Civil War: Causes, Consequences And Characters

The Civil War or American Civil War was a long and bloody armed conflict in the United States that lasted four years. Eleven southern states, which made up the Confederate States of America, clashed with the federal government and the rest of the Union states between 1861 and 1865.

It is estimated that this war, recently also called the War between the States, caused the deaths of more than a million people. In addition to the heavy losses of human life among soldiers and civilians, there was a great loss of property and millionaire economic damage to the nation.

The American Civil War began on April 12, 1861 and ended on April 9, 1865. Its causes are often attributed only to differences between states that supported or were against slavery.

However, while this was one of the primary reasons, there were other political, social and cultural reasons that led to it. The American Civil War meant a bloody confrontation between two types of society with opposing economic and political interests.

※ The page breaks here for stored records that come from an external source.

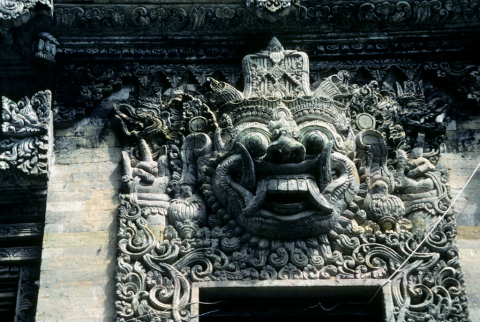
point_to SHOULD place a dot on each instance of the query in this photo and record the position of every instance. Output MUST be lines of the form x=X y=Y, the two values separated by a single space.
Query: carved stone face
x=285 y=181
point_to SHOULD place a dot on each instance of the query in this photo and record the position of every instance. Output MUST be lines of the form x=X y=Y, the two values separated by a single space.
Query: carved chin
x=286 y=202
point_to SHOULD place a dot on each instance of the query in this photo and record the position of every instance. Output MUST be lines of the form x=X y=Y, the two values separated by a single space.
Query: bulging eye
x=314 y=141
x=256 y=143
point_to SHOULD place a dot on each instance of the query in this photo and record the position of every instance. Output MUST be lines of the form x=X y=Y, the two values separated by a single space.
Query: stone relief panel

The South American way of life, based on racial segregation and slave production relations, was diametrically different from that of the North. The northern states did not depend on slavery or the agricultural economy based on slave labor because they relied on immigrant labor.

Causes

The American Civil War originated from various causes. The tensions and disagreements between the northern and southern states went back a long time.

Diverse economic and political interests, together with conflicting and accumulated cultural values for more than a century, led to the armed conflict. The following are the most important causes of war:

Slavery

After the Declaration of Independence in 1776 and its ratification in 1789, slavery continued to be legal in the thirteen English colonies of America. Production relations based on slave labor continued to play a dominant role in the economies and societies of the southern states.

The establishment of slavery and its consolidation as an institution nurtured feelings of white supremacy among the colonists and their descendants. African blacks were deprived of rights. Even after the Constitution was passed, very few blacks were allowed to vote or own property.

However, in the northern states the abolitionist movement grew, leading to abandonment of slavery. Unlike the southern states, the Northerners received cheap labor from European immigrants, making slavery unnecessary. In contrast, for the south, slave labor on the plantations was essential.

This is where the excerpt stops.